É uma aposta no futuro e uma validação que o caminho que estamos a seguir poderá fazer alguma diferença e poderá ter um impacto grande.

Ana Rita Duarte integrou também o Grupo 3 B's em 2007 e decidiu ingressar no mestrado em Propriedades e Tecnologia de Polímeros em 2012, considerando que era o curso que precisava para complementar o seu conhecimento e também porque, estando no Grupo, fazia todo o sentido. Sobre a sua experiência como aluna da Escola de Engenharia da UMinho, a investigadora refere que "o facto de poder fazer o mestrado na modalidade de e-learning e ter essa flexibilidade foi uma mais-valia que influenciou a minha decisão; para além disso, é uma Escola muito ativa e dinâmica e é muito estimulante trabalhar num ambiente assim".


Ana Rita DuarteA.jpg  Ana Rita Duarte com Carlos Moedas, comissário europeu para a investigação, ciência e inovação,​ num dos laboratório do Grupo 3B's​


O trabalho de investigação de Ana Rita Duarte no Grupo 3B's tem-se centrado nas "tecnologias verdes", isto é, na procura de processos ambientalmente sustentáveis e na utilização de solventes alternativos que diminuem o impacto nos processos industriais.

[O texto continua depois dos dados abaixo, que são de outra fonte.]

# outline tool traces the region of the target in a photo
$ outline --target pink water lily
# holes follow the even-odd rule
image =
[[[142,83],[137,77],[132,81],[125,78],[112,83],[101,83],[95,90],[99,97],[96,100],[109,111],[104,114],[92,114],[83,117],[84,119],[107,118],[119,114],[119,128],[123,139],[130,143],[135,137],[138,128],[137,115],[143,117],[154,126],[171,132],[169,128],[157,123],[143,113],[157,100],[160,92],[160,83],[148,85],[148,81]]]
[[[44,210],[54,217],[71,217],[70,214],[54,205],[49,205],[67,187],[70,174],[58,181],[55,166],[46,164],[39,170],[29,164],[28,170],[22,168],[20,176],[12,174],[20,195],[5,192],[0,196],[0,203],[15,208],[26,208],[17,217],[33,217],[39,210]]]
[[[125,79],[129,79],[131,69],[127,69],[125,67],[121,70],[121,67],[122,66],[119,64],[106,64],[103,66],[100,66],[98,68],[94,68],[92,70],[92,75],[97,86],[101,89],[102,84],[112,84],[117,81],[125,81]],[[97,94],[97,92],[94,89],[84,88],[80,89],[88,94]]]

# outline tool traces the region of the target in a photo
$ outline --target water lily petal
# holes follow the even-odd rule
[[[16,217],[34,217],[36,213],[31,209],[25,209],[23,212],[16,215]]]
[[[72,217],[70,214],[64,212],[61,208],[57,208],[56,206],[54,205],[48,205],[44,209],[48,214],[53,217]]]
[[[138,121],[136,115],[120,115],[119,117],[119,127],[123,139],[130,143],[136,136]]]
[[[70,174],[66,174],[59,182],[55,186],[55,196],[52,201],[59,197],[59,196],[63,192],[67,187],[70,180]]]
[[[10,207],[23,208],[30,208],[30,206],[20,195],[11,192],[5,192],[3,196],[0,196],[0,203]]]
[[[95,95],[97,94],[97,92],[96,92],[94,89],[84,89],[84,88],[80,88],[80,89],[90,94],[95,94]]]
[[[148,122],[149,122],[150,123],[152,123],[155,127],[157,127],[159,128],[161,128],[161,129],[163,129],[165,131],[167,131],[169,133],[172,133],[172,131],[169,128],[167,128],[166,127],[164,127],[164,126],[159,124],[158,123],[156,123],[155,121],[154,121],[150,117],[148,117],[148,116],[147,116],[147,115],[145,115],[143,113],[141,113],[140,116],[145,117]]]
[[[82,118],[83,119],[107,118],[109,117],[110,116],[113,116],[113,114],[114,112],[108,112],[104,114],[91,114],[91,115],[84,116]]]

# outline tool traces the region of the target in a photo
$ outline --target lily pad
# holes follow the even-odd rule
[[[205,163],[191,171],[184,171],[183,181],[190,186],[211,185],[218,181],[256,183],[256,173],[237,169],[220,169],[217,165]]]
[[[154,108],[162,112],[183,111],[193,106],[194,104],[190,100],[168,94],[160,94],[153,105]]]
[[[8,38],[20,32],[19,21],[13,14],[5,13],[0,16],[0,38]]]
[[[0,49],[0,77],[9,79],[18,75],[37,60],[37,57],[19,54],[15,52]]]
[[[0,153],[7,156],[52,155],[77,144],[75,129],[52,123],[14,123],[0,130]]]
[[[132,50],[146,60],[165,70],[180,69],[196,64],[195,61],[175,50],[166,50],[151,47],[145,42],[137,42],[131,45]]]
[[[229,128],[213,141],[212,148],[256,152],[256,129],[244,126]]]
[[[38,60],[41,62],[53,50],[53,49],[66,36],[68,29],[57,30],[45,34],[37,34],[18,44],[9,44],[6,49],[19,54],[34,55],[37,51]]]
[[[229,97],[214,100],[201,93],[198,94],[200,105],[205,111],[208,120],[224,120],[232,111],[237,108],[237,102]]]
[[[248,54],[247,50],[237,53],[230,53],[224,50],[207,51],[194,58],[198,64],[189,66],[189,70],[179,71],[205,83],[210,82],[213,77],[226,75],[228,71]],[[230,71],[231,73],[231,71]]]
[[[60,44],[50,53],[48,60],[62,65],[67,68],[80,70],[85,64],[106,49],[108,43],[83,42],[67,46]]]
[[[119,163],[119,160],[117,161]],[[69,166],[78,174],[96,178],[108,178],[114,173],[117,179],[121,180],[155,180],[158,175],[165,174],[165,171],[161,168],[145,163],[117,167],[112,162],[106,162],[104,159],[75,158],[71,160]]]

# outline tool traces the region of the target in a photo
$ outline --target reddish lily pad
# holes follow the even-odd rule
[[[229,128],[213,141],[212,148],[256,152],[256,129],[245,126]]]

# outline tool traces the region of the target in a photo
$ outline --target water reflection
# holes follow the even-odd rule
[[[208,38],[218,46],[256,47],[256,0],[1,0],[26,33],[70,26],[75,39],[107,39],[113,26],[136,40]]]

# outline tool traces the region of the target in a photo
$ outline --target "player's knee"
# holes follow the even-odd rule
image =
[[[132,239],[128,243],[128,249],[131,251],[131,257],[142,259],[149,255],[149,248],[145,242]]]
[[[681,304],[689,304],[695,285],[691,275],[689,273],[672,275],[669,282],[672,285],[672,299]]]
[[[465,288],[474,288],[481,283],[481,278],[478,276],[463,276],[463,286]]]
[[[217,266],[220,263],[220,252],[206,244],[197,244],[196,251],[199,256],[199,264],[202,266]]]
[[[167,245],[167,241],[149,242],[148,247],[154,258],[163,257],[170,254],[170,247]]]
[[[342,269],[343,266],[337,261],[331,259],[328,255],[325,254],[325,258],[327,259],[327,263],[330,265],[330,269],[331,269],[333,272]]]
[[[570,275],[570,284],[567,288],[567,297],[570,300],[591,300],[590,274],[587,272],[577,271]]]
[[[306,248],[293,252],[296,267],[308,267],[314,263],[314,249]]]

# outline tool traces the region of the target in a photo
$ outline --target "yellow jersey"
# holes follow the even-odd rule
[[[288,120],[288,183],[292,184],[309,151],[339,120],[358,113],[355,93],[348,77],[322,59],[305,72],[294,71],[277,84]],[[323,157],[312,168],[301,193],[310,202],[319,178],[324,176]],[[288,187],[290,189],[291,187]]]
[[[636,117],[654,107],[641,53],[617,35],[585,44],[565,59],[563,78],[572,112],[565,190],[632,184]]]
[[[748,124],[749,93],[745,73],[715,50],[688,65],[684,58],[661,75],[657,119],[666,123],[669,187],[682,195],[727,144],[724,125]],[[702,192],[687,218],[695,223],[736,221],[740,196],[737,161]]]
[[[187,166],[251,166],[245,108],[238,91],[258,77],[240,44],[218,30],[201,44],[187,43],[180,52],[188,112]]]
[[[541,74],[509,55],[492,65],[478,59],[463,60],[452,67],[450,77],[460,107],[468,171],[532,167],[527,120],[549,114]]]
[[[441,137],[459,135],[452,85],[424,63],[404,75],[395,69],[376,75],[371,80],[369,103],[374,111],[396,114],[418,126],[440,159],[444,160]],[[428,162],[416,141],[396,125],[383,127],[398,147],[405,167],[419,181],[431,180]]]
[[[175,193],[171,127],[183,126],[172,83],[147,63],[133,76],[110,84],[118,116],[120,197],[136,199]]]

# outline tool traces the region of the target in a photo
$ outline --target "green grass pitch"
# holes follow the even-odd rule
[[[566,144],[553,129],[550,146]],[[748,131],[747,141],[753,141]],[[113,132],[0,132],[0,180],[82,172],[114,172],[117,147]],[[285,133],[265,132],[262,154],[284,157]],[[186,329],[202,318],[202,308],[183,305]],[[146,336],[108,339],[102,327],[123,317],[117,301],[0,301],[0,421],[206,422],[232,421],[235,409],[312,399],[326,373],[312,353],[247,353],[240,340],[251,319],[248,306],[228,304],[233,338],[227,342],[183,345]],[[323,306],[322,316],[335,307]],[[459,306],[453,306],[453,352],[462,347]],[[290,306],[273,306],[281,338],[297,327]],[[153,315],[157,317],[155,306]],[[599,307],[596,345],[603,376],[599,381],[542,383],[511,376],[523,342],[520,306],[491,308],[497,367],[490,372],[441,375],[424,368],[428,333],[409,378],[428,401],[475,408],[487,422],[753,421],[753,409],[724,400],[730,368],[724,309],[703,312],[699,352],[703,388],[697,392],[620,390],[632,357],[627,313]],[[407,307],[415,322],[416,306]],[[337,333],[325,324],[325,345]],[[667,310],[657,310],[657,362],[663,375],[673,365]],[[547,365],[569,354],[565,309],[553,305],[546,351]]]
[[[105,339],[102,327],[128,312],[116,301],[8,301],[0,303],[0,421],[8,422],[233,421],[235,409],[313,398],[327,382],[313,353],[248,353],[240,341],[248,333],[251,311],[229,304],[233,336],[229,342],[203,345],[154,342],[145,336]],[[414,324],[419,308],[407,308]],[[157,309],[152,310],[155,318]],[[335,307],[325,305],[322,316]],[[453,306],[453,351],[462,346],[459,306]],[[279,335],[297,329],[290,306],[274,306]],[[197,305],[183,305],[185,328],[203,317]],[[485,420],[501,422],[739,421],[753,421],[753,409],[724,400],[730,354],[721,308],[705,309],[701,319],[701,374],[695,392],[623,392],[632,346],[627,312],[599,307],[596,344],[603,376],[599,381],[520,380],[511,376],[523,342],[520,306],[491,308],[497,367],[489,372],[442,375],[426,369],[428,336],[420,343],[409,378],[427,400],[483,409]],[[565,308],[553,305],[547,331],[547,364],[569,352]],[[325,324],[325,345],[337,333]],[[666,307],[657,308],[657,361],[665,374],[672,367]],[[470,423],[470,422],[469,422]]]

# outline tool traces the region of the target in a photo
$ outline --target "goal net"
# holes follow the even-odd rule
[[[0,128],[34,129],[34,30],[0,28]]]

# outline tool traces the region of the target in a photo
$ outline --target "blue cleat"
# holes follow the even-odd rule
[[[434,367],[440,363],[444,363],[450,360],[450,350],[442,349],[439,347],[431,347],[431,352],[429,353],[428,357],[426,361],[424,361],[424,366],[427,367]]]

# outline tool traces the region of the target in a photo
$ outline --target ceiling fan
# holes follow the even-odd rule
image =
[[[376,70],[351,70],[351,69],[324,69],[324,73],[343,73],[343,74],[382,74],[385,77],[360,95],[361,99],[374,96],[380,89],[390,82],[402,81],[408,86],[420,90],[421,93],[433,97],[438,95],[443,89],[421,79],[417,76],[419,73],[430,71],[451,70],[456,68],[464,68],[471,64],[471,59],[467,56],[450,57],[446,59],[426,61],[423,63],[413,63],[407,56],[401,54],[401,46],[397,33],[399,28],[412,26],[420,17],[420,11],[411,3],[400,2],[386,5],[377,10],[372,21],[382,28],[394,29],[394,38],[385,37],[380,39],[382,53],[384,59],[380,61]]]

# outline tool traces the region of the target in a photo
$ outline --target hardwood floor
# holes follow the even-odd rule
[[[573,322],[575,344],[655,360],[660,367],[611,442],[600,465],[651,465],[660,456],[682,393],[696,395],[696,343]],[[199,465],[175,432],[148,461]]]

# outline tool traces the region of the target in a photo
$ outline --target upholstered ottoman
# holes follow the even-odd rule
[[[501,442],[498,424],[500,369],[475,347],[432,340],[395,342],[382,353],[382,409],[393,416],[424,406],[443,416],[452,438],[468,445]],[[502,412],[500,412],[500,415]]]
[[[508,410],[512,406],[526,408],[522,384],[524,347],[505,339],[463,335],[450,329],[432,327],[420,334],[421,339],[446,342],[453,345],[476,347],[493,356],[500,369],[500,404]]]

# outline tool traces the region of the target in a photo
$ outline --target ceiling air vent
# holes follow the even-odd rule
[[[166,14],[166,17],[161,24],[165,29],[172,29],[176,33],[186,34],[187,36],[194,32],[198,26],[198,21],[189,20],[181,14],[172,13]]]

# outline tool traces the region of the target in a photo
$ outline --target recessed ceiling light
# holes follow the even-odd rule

Utilizando a tecnologia supercrítica e o dióxido de carbono como solvente, pretende produzir produtos que possam ser benéficos e que tragam valor acrescentado. "Ao utilizarmos dióxido de carbono pré-existente, não iremos produzi-lo especificamente e teremos, assim, processos mais sustentáveis. Os solventes usados atualmente são tóxicos e requerem tratamento. A ideia é procurar alternativas com eficácia semelhante, mas que sejam biodegradáveis e permitam processos mais limpos", explica a investigadora.

O projeto liderado por esta antiga aluna foi igualmente contemplado com uma bolsa de Consolidação do Conselho Europeu de Investigação no valor de 1,87 milhões de euros e pretende perceber como podem misturas de compostos naturais, como açúcares, aminoácidos ou ácidos orgânicos, atuar como solventes alternativos em engenharia química. Esta investigação está focada nas potencialidades de uma nova classe de solventes "verdes", os chamados "solventes eutécticos profundos de origem natural", que, combinados numa determinada proporção, se tornam líquidos e menos nocivos. Segundo a cientista, "estes solventes têm aplicações farmacêuticas e podem ser usados em áreas como a biocatálise e a extração, tornando os processos industriais mais sustentáveis".

A atribuição da bolsa a este projeto vai permitir consolidar uma equipa de oito pessoas a trabalhar em permanência com Ana Rita Duarte e obter respostas de uma forma mais célere, o que, de outro modo, não seria possível. Para a alumna, é extremamente gratificante receber esta bolsa porque é o reconhecimento da excelência do trabalho que tem sido desenvolvido no Grupo 3B's: "é uma aposta no futuro e uma validação que o caminho que estamos a seguir poderá fazer alguma diferença e ter impacto".


​* Bolsas ERC
As bolsas do European Research Council são o tipo de projeto científico atualmente mais prestigiado na Europa em qualquer área científica. São bolsas individuais unicamente baseadas na excelência científica, sendo a sua avaliação baseada, em 50%, no currículo científico do investigador (que deve estar no topo dos investigadores a trabalhar na Europa) e, em 50%, na excelência do projeto a executar, o seu grau de risco e a abordagem radicalmente inovadora nas fronteiras da ciência adotada no plano de trabalhos proposto. As Consolidator Grants destinam-se a financiar projetos de investigadores que estão em fase de consolidar a sua carreira, e estabelecer a sua própria linha de investigação, tornando-se ainda mais competitivos em termos internacionais, e aumentando a visibilidade da investigação Europeia.